Several key findings from the report are:
- Low and moderate-income residents are being replaced by wealthier populations in walkable neighborhoods with good access to jobs
- Despite this shift, most low and moderate-income residents still live in these walkable, job-accessible neighborhoods
- These residents are mostly people of color
- Many of these walkable, accessible neighborhoods are seeing a shift to more expensive housing
- Displacement risk a problem throughout the region, not just in New York City
The issue of race is at the forefront as New York ranks as one of the most economically and racially segregated areas in the United States.

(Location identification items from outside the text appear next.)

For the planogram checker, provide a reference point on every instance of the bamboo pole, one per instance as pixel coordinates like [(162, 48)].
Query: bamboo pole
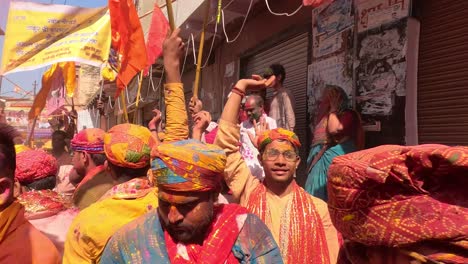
[(140, 81), (200, 49), (31, 133), (124, 106)]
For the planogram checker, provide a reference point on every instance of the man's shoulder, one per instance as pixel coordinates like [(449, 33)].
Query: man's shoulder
[(147, 222), (320, 205)]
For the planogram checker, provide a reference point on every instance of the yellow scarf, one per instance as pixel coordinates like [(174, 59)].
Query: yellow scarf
[(7, 217)]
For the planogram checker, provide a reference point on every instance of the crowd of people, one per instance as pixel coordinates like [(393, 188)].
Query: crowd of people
[(225, 192)]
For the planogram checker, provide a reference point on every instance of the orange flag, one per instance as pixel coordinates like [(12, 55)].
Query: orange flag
[(69, 75), (157, 34), (128, 40), (41, 98)]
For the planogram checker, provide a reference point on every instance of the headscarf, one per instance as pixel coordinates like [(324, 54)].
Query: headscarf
[(129, 146), (89, 140), (33, 165), (269, 136), (397, 197), (21, 148), (188, 166)]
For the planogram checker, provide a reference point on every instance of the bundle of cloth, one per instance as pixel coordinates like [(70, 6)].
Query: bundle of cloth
[(399, 204)]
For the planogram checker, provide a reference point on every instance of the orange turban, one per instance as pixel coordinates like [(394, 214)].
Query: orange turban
[(21, 148), (89, 140), (188, 166), (33, 165), (129, 146), (269, 136)]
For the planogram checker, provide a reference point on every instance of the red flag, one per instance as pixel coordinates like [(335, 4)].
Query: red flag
[(128, 40), (157, 34), (313, 3)]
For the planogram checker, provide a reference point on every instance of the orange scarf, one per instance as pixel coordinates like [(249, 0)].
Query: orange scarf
[(302, 236), (7, 217)]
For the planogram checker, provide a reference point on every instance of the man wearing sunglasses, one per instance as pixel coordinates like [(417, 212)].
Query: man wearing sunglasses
[(299, 222)]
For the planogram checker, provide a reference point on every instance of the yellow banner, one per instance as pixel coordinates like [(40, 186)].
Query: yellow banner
[(38, 35)]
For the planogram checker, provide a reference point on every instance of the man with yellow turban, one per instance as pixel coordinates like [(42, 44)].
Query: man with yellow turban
[(300, 223), (20, 242), (189, 226), (127, 148), (88, 161), (46, 209)]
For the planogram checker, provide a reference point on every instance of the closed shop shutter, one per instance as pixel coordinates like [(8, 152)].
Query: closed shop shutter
[(443, 73), (292, 54)]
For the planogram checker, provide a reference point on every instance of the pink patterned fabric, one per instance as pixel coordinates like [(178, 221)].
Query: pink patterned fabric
[(33, 165), (397, 196)]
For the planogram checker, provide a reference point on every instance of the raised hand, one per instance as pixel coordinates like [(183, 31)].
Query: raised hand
[(195, 105), (201, 120), (260, 127), (154, 123)]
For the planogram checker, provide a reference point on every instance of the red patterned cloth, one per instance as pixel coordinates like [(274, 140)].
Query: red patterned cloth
[(33, 165), (89, 140), (216, 248), (313, 3), (41, 204), (397, 196)]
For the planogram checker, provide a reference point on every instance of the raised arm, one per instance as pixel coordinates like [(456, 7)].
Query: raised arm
[(176, 113)]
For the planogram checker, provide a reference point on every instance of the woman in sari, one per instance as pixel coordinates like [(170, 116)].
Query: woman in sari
[(337, 132)]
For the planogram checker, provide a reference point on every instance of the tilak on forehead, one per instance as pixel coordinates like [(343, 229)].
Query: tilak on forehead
[(188, 166)]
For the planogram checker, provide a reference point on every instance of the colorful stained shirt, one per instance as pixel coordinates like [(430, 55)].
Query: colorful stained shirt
[(92, 228), (21, 242), (245, 187), (236, 237)]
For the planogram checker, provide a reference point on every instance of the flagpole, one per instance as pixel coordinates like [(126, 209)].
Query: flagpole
[(31, 133), (140, 81), (124, 106), (170, 14), (200, 49)]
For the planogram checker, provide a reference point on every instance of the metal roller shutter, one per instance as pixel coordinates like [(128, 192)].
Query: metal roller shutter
[(292, 54), (443, 73)]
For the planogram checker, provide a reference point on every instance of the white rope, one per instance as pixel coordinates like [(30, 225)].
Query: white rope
[(110, 102), (242, 27), (282, 14), (211, 48)]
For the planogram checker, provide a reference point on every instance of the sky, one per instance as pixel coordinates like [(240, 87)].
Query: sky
[(26, 79)]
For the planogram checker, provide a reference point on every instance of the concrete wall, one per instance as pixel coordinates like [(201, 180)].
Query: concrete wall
[(260, 31)]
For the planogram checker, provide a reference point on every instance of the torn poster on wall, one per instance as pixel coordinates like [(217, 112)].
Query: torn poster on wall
[(381, 68), (374, 13), (329, 21), (336, 70)]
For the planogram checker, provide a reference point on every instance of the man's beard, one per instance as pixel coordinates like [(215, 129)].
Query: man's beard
[(186, 234)]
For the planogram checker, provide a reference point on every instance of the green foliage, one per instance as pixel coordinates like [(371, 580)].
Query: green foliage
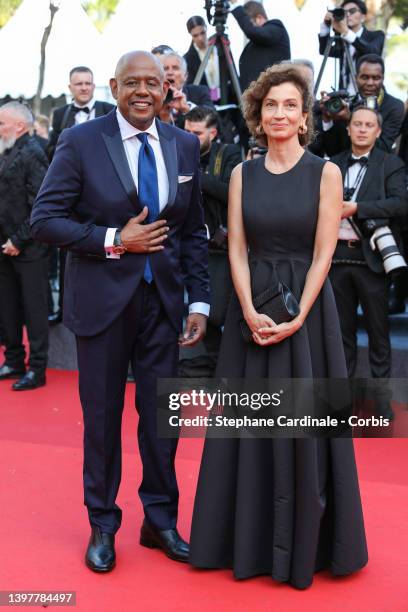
[(100, 11), (7, 10)]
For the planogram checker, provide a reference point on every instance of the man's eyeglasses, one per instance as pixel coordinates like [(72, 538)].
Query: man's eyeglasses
[(352, 11)]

In the region, only 19% of white residents are at risk of displacement versus 81% of residents of color (28% Black, 41% Latino, 10% Asian, 2% other) showing just how centuries of systemic racism and oppressive policies in America has created conditions still impacting people of color today in 2017.
The report writes:
“Taken together, the results indicate that non-white residents are signiﬁcantly more likely to reside in the areas deemed at risk than white residents. This is unsurprising.Segregation by race and income is not an accident; racism and bias stemming from the country’s long legacy of discrimination has persistent eﬀects still felt across the United States. For instance, a typical white household has 16 times more wealth than a typical black one, and a black young man is more likely to go to prison than attend college or serve in the military.Segregation also persists spatially. When compared with other large metropolitan areas, New York ranks highest in income inequality and continues to rank as one of the most racially and ethnically segregated regions in the United States.The concentration of communities of color in the central, walkable areas is a direct result of the redlining and housing discrimination of the past, when suburban living was considered more desirable. Now that walkable areas closer to the urban core have become increasingly more valued,we have a unique chance to rectify these past injustices by ensuring that current residents can continue to call these areas home.”
- Limit evictions through access to legal counsel for low income residents
- Prevent sudden, sharp rent increases and keep homes safe and healthy
- Low-Income Housing Subsidy
- Use vacant government-owned landto create permanently aﬀordable housing
- Incorporate Displacement Risk into Decision Making
We know the issues, the dangers, and even possible solutions, the question now is, how do we begin implementing them?